Hommes, femmes et enfants arrivaient d’Espagne dans la neige, à la fin de la guerre d’Espagne. Leur passage porte un nom, la Retirada. Le lieu garde cette mémoire dans une lumière de haute vallée, nette et parfois rude.

Février 1939: Latour-de-Carol sur la route de la Retirada

Latour-de-Carol est devenu un passage français de l’exil espagnol lorsque des milliers de réfugiés ont traversé les Pyrénées. Ils fuyaient la dictature à la fin de la guerre d’Espagne. Le mot « passage » paraît presque trop doux face à ce que suppose une arrivée dans la neige.

Après la frontière, beaucoup ont été dirigés vers des camps en France, dont celui d’Argelès-sur-Mer, dans les Pyrénées-Orientales, et celui du Vernet, en Ariège. Beaucoup y sont morts dans le froid glacial de cette période. Cette histoire impose de regarder le village autrement qu’à travers ses seules maisons et ses paysages.

La mémoire ne fait pas de bruit. Mais elle change la marche: chaque courbe de la vallée rappelle qu’une frontière peut être une ligne sur une carte, puis une épreuve très réelle sous la neige.

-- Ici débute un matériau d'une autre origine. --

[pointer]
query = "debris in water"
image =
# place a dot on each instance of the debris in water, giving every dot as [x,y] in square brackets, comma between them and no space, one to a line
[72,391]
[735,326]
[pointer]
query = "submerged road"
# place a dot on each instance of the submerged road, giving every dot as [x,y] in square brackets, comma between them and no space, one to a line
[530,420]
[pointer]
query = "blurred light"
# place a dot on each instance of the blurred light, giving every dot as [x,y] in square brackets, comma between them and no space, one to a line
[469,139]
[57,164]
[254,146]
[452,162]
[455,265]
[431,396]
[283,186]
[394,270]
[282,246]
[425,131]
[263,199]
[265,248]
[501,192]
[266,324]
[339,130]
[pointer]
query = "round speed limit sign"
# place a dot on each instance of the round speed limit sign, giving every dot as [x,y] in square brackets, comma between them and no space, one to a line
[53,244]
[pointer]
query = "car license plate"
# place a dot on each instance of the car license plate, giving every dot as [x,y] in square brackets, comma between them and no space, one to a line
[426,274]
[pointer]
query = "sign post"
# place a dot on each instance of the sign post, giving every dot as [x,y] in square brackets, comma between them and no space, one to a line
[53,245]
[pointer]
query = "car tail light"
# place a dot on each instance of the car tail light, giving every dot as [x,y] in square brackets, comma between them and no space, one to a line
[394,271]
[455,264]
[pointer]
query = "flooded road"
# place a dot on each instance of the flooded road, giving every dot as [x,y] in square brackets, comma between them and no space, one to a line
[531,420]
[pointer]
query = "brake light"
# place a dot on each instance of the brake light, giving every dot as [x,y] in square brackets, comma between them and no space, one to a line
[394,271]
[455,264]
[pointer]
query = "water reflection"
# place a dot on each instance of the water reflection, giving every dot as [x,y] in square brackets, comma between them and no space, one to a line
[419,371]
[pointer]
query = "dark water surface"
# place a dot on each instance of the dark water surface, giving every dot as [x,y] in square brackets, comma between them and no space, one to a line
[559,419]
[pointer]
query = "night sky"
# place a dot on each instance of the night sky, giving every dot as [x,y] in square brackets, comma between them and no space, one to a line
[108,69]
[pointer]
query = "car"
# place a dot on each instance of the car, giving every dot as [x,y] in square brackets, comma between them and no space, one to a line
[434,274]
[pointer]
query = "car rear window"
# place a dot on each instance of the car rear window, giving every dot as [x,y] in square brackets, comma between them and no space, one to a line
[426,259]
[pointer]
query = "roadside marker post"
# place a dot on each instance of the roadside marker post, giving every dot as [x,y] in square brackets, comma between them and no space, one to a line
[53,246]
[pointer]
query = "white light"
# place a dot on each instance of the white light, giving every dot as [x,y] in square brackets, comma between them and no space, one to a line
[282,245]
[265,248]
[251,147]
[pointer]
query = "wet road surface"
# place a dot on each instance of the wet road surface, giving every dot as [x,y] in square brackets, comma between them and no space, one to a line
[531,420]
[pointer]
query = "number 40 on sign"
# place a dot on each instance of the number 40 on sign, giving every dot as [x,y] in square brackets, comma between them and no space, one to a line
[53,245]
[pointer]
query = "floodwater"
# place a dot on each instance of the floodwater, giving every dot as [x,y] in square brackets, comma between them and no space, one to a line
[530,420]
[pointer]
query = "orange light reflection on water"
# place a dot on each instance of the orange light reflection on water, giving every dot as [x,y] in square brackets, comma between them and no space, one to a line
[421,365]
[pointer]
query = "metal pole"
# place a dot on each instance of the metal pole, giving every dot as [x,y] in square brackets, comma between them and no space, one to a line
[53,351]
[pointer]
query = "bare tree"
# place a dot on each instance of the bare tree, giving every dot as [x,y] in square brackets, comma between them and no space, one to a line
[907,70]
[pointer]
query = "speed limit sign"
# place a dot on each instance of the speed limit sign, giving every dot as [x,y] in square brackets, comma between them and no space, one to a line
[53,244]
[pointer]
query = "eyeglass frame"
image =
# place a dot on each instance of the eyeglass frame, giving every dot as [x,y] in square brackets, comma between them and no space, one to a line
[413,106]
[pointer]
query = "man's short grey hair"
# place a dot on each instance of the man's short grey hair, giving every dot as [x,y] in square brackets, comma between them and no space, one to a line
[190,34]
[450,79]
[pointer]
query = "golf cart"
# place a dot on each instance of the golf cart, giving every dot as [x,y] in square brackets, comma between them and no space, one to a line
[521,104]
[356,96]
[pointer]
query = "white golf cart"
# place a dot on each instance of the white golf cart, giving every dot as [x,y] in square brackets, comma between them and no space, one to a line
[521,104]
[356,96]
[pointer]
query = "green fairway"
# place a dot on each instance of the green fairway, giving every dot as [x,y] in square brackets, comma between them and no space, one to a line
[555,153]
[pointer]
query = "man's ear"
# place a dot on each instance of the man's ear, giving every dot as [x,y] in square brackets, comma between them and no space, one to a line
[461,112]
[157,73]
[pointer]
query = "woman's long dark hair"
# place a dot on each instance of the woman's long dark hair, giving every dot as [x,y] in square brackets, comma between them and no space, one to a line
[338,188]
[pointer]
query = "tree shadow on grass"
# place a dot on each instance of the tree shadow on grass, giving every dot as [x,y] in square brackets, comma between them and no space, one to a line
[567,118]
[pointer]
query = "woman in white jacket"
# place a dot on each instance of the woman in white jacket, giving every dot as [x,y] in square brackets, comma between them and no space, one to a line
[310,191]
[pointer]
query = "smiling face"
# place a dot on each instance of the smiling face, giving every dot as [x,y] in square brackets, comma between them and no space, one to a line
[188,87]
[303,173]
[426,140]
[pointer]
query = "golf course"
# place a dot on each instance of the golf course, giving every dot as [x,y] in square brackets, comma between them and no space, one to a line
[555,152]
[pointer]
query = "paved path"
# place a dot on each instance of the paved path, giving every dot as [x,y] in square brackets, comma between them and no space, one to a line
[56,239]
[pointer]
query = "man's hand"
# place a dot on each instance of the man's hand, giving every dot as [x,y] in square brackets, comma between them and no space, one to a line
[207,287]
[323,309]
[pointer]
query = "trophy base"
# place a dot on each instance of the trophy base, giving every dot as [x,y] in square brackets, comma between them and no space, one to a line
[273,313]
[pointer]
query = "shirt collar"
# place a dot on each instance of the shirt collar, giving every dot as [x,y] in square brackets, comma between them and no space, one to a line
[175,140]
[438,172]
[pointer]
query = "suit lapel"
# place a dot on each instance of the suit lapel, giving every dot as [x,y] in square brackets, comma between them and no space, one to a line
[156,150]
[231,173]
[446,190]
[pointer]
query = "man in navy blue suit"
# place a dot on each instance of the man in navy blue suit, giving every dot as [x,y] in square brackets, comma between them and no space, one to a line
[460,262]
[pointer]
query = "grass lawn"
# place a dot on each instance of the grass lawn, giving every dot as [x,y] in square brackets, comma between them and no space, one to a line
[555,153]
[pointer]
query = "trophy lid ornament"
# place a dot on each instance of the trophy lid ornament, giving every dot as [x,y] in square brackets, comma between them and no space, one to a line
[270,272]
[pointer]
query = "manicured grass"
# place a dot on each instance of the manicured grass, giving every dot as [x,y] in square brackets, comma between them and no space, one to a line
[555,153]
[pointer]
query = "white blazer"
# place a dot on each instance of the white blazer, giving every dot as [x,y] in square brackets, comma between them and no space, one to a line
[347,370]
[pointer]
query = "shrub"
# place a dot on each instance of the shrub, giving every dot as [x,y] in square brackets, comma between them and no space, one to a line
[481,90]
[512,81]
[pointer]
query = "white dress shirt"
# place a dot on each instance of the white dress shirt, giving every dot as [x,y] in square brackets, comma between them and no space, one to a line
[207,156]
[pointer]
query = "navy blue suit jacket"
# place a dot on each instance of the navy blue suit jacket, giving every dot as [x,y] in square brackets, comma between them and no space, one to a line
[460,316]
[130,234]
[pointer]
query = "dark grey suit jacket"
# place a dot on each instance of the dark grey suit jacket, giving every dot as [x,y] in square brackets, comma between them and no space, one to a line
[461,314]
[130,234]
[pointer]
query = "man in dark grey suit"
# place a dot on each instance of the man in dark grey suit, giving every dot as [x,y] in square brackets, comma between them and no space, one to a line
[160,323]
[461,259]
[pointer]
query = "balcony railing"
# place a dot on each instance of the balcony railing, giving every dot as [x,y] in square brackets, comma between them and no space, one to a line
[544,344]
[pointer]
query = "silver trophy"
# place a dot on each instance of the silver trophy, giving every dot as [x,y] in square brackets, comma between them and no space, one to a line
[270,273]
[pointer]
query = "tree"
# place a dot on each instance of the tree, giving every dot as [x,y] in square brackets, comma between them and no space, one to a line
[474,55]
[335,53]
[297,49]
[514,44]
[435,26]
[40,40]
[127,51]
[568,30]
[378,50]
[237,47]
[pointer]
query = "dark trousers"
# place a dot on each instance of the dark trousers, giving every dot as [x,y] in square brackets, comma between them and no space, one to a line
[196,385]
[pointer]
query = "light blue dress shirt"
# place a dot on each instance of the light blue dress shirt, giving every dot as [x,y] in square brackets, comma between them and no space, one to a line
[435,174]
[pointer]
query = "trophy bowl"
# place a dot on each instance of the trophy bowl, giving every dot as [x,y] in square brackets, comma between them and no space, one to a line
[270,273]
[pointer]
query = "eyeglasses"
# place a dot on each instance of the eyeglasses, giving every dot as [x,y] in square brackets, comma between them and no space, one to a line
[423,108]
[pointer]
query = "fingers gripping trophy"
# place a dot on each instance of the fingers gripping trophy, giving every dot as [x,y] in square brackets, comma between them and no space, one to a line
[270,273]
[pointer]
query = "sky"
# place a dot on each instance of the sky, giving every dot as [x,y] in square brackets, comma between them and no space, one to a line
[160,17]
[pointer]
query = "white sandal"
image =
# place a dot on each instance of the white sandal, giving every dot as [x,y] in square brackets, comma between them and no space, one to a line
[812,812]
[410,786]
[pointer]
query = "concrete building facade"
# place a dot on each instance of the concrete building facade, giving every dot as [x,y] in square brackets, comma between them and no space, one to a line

Entre 1 209 et 2 080 mètres, une frontière de montagne

Le territoire de Latour-de-Carol s’étage de 1 209 à 2 080 mètres d’altitude. Ce relief donne une présence physique au récit de 1939: ici, les distances ne se mesurent pas seulement en kilomètres, elles se ressentent dans les pentes, l’air et la ligne des crêtes.

La commune est frontalière avec l’Espagne, en Cerdagne, dans la haute vallée du Sègre. Le Carol traverse Latour-de-Carol du nord au sud. L’eau, les reliefs et les hameaux composent aujourd’hui un paysage calme, mais l’histoire de la Retirada empêche toute vision décorative.

Le village compte 480 habitants. Ce chiffre rend le contraste saisissant, sans avoir besoin d’en rajouter: un petit nombre de résidents permanents, et une histoire européenne qui passe par cette vallée.

Vous pouvez venir pour l’air vif et les lignes de montagne, mais la halte mérite de rester attentive. Latour-de-Carol ne se raconte pas comme un simple point de passage vers l’Espagne. Son rôle en février 1939 est le cœur du lieu.

Où se trouve Latour-de-Carol par rapport à Perpignan ?

Latour-de-Carol se trouve à 86 km à vol d’oiseau de Perpignan, près de la frontière espagnole. La commune appartient aux Pyrénées-Orientales et à la Cerdagne. C’est une destination de montagne, loin de l’image méditerranéenne que l’on associe souvent au département.

La gare voisine d’Enveitg rappelle une frontière toujours traversée

La gare internationale de Latour-de-Carol – Enveitg se situe sur la commune voisine d’Enveitg. Le Train Jaune y marque l’arrêt, à la rencontre des réseaux français et espagnol. Trois écartements de voie y coexistent, une particularité concrète qui raconte la proximité des deux pays.

Ce n’est pas un détail technique sans âme. Dans cette partie de la Cerdagne, le rail rend visible ce que la vallée porte depuis longtemps: des passages, des départs, des arrivées et une frontière qui organise les vies locales.

La gare ne résume pas l’exil de 1939. Elle aide pourtant à saisir la géographie du village: Latour-de-Carol est tourné vers les circulations de montagne, tandis que son souvenir le plus fort reste celui de personnes venues chercher refuge.

Latour-de-Carol, une escale pour comprendre avant de photographier

La commune appartient au parc naturel régional des Pyrénées catalanes. Les pentes, les ruisseaux et la vallée donnent envie de ralentir, mais l’histoire demande mieux qu’un regard rapide. C’est une escale pour ceux qui aiment les lieux où le paysage porte une mémoire précise.

On peut suivre le cours du Carol des yeux, observer la lumière changer sur les versants et penser à cet hiver de 1939. La beauté n’efface rien. Elle rend parfois le passé plus proche.

Au bord de la vallée, la frontière reste là, silencieuse.